What to Know About Polio: Vaccines, Symptoms and How It Spreads

Even after someone recovers from polio, they can develop muscle pain, weakness or paralysis 15 to 40 years later. Children who recover from polio may experience post-polio syndrome as adults, with muscle weakness, fatigue, and joint pain setting in decades after their initial infection. It’s not clear why only some people develop post-polio syndrome, but those who experienced severe polio cases may be more susceptible.

Polio is very contagious. It spreads from person to person — typically, when someone is in contact with the feces of an infected person and then touches their mouth. This is particularly concerning for children under 5, who, Dr. Esper said, may struggle with hand hygiene. “Every adult who has children knows that’s how germs are spread,” he said. Less commonly, polio can be spread when droplets from an infected person sneezing or coughing enter someone’s mouth.

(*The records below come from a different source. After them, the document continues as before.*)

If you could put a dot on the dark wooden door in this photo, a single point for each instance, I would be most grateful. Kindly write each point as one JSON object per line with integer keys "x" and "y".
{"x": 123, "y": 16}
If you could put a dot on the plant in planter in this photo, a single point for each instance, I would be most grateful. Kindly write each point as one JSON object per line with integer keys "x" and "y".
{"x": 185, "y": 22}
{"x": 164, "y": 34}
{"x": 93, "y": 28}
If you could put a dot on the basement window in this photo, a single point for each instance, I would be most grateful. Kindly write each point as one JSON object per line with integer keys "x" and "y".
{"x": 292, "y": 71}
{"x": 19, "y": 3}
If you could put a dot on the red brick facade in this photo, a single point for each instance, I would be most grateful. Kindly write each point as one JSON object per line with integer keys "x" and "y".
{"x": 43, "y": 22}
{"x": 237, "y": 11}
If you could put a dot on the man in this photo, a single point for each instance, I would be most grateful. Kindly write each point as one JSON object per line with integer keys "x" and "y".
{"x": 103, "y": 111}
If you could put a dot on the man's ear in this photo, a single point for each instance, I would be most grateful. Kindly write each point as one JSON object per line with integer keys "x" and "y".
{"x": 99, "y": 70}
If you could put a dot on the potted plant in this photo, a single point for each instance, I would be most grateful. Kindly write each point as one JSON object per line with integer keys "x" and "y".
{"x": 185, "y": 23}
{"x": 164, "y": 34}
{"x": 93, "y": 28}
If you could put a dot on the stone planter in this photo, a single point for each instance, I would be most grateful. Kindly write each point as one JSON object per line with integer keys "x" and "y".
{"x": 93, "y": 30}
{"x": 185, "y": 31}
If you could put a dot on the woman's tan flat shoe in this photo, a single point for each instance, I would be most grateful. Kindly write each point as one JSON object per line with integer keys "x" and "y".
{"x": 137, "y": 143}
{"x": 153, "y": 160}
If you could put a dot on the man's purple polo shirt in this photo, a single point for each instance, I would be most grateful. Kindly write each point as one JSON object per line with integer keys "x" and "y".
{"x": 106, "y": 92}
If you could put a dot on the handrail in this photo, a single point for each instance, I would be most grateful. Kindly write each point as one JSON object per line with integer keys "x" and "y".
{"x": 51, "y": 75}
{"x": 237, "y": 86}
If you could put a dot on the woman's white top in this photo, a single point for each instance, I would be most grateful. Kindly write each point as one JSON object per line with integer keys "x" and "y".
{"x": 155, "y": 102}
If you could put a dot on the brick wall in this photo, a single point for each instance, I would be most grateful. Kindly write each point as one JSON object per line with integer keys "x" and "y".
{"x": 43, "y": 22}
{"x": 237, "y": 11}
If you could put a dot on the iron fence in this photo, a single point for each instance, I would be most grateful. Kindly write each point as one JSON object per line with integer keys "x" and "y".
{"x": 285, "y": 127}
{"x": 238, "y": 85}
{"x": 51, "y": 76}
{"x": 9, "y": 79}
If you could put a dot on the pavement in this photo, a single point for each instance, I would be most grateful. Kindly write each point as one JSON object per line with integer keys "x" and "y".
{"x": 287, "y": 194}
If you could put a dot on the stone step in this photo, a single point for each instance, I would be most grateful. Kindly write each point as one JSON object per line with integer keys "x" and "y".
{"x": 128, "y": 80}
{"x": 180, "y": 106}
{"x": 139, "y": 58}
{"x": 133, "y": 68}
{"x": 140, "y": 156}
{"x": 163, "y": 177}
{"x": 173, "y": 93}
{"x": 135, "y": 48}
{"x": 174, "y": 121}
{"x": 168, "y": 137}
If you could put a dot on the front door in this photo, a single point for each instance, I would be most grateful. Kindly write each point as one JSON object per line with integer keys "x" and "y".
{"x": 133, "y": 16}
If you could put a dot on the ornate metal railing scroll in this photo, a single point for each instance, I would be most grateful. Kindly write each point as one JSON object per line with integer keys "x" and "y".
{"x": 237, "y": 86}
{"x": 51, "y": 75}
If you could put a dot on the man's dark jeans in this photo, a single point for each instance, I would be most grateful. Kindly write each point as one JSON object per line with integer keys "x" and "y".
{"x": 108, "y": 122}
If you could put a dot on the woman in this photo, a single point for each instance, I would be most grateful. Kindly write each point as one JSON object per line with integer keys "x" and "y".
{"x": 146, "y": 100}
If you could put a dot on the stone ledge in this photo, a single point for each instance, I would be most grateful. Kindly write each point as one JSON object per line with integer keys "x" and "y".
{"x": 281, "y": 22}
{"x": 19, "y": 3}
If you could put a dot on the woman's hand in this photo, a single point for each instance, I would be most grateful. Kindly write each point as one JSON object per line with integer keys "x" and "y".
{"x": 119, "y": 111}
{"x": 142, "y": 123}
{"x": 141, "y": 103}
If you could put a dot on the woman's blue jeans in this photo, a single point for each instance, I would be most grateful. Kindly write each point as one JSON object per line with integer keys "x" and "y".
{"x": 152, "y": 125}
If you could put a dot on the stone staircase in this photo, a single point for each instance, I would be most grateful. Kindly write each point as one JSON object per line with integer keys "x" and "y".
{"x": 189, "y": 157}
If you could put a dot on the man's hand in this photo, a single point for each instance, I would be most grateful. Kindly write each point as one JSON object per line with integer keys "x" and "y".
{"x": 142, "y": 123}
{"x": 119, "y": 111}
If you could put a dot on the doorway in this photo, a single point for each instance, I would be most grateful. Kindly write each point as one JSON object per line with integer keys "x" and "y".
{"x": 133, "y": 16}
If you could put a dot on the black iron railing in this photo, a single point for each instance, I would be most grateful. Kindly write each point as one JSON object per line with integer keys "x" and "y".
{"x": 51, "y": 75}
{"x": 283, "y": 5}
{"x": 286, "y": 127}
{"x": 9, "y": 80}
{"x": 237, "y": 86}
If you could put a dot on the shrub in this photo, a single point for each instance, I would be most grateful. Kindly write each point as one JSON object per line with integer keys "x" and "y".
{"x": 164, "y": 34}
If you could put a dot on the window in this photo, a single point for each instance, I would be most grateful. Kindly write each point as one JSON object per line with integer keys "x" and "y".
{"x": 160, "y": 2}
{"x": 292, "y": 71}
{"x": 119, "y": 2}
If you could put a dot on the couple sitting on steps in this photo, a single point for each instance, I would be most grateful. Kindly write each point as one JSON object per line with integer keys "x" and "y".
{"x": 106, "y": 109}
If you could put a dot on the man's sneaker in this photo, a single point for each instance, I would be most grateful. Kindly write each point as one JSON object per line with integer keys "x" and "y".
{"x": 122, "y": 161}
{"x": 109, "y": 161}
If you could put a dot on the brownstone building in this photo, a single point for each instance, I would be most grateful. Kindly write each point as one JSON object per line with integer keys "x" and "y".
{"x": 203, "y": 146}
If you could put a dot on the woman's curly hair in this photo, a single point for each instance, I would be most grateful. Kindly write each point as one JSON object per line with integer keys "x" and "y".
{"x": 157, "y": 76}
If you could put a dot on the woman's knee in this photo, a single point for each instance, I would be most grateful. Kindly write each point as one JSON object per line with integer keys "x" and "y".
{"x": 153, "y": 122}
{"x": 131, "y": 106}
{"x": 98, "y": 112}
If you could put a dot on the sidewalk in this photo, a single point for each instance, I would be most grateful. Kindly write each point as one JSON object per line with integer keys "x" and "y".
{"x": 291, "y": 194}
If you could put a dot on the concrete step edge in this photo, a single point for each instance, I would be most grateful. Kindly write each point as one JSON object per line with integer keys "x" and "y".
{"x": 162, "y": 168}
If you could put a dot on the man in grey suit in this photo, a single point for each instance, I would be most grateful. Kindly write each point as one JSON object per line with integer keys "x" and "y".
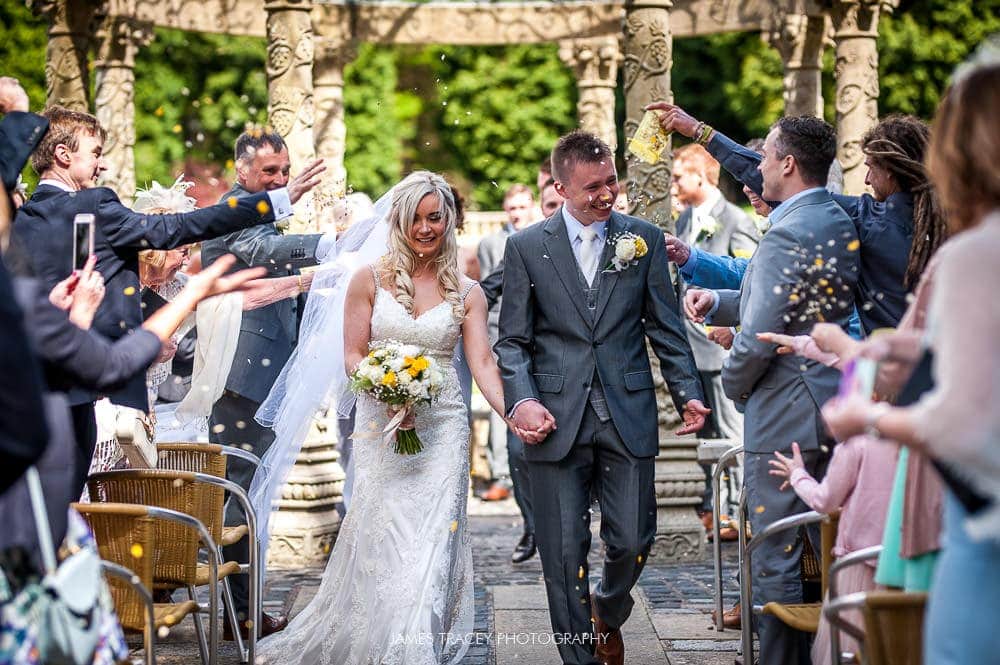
{"x": 507, "y": 461}
{"x": 578, "y": 386}
{"x": 267, "y": 334}
{"x": 805, "y": 270}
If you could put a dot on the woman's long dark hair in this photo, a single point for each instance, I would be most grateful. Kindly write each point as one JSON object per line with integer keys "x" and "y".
{"x": 898, "y": 144}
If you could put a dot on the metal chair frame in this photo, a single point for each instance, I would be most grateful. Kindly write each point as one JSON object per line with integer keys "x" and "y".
{"x": 837, "y": 623}
{"x": 747, "y": 609}
{"x": 725, "y": 461}
{"x": 247, "y": 651}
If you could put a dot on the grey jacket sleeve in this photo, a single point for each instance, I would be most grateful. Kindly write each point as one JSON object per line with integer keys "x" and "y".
{"x": 262, "y": 246}
{"x": 517, "y": 322}
{"x": 728, "y": 311}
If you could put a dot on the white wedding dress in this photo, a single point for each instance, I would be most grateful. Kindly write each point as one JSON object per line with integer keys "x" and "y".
{"x": 398, "y": 587}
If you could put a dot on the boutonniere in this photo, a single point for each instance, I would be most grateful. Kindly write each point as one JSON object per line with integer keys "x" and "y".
{"x": 707, "y": 230}
{"x": 629, "y": 248}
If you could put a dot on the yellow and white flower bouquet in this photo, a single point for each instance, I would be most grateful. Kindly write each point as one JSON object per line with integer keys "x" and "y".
{"x": 401, "y": 376}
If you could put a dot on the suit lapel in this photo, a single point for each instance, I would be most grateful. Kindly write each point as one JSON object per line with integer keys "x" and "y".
{"x": 616, "y": 225}
{"x": 561, "y": 254}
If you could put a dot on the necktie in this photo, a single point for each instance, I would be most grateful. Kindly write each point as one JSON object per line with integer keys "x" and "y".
{"x": 588, "y": 253}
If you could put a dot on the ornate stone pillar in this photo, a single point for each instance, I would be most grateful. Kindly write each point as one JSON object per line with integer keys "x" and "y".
{"x": 306, "y": 523}
{"x": 290, "y": 87}
{"x": 67, "y": 77}
{"x": 648, "y": 54}
{"x": 595, "y": 63}
{"x": 329, "y": 130}
{"x": 114, "y": 99}
{"x": 800, "y": 40}
{"x": 680, "y": 484}
{"x": 855, "y": 25}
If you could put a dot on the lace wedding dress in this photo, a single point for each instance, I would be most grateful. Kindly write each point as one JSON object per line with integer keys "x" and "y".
{"x": 398, "y": 587}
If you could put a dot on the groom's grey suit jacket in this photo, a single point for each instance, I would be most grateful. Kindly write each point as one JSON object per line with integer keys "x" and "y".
{"x": 804, "y": 271}
{"x": 552, "y": 346}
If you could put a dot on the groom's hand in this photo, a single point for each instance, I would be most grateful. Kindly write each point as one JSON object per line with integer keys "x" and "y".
{"x": 532, "y": 421}
{"x": 694, "y": 417}
{"x": 698, "y": 303}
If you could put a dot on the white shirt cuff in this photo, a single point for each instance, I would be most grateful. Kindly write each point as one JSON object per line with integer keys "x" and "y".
{"x": 519, "y": 403}
{"x": 715, "y": 307}
{"x": 326, "y": 244}
{"x": 280, "y": 203}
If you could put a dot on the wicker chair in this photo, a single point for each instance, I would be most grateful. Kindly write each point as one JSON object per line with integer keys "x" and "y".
{"x": 127, "y": 539}
{"x": 800, "y": 616}
{"x": 177, "y": 566}
{"x": 894, "y": 625}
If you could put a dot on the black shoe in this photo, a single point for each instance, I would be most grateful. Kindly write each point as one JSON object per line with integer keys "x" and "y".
{"x": 525, "y": 548}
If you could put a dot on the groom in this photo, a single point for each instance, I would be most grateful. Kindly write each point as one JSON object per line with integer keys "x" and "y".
{"x": 578, "y": 386}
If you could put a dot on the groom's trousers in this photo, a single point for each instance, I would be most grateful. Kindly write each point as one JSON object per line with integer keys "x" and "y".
{"x": 623, "y": 484}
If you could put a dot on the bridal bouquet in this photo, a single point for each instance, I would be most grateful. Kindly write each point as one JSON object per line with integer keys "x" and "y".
{"x": 402, "y": 376}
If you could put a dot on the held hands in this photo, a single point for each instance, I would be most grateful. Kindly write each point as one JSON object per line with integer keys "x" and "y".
{"x": 784, "y": 466}
{"x": 678, "y": 251}
{"x": 675, "y": 119}
{"x": 697, "y": 304}
{"x": 306, "y": 180}
{"x": 532, "y": 422}
{"x": 694, "y": 417}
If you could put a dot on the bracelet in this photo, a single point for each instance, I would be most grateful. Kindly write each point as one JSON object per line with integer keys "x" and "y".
{"x": 878, "y": 410}
{"x": 704, "y": 134}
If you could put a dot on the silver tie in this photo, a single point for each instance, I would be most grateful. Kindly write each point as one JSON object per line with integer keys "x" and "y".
{"x": 588, "y": 253}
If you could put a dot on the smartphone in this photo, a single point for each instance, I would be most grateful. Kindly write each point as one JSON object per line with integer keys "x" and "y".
{"x": 83, "y": 239}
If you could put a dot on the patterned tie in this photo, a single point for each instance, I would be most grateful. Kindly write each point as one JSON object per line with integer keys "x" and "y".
{"x": 588, "y": 253}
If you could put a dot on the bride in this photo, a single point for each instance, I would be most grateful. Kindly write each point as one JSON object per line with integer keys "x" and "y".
{"x": 398, "y": 586}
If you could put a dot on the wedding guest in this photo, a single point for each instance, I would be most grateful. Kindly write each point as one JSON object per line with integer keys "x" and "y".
{"x": 69, "y": 162}
{"x": 956, "y": 422}
{"x": 267, "y": 334}
{"x": 894, "y": 224}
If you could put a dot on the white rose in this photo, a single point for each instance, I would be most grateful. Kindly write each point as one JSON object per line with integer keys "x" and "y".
{"x": 625, "y": 249}
{"x": 410, "y": 350}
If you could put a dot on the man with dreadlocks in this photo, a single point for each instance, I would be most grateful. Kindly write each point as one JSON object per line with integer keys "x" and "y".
{"x": 899, "y": 225}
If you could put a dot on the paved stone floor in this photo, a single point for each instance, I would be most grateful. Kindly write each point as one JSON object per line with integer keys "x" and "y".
{"x": 670, "y": 624}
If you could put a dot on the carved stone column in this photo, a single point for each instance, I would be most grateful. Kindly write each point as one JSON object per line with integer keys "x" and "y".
{"x": 329, "y": 130}
{"x": 306, "y": 524}
{"x": 800, "y": 40}
{"x": 114, "y": 99}
{"x": 290, "y": 87}
{"x": 595, "y": 63}
{"x": 680, "y": 484}
{"x": 855, "y": 25}
{"x": 648, "y": 55}
{"x": 67, "y": 78}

And as with Covid-19, it is possible to spread the virus even if you don’t have symptoms.

The oral polio vaccine, which helped the United States eliminate polio and is not administered in the country any more, contains weakened live poliovirus. In rare cases, the virus can revert to a so-called “vaccine-derived polio,” and can lead to disease, said Dr. Paul Offit, a vaccine expert at Children’s Hospital of Philadelphia. Health officials in New York confirmed that the person in Rockland County was exposed to someone who received the oral polio vaccine, which mutated to a pathogenic form of the virus. The oral polio vaccine has not been administered in the United States since 2000. Today, the polio vaccine in the United States is a highly effective shot, which does not contain live virus, unlike the oral vaccine.

There are many countries that still use the oral vaccine. “We’re always at risk of having that vaccine-derived strain come into this country,” Dr. Offit said.

Vaccination is the best way to guard against polio, and the highly effective vaccine is part of a regular childhood immunization schedule in the United States.

“This is the good news about living in the vaccine era,” said Dr. Offit, who grew up during the 1950s and remembered his mother forbidding him from swimming in a public pool for fear of contracting the virus. “You just need to get vaccinated.”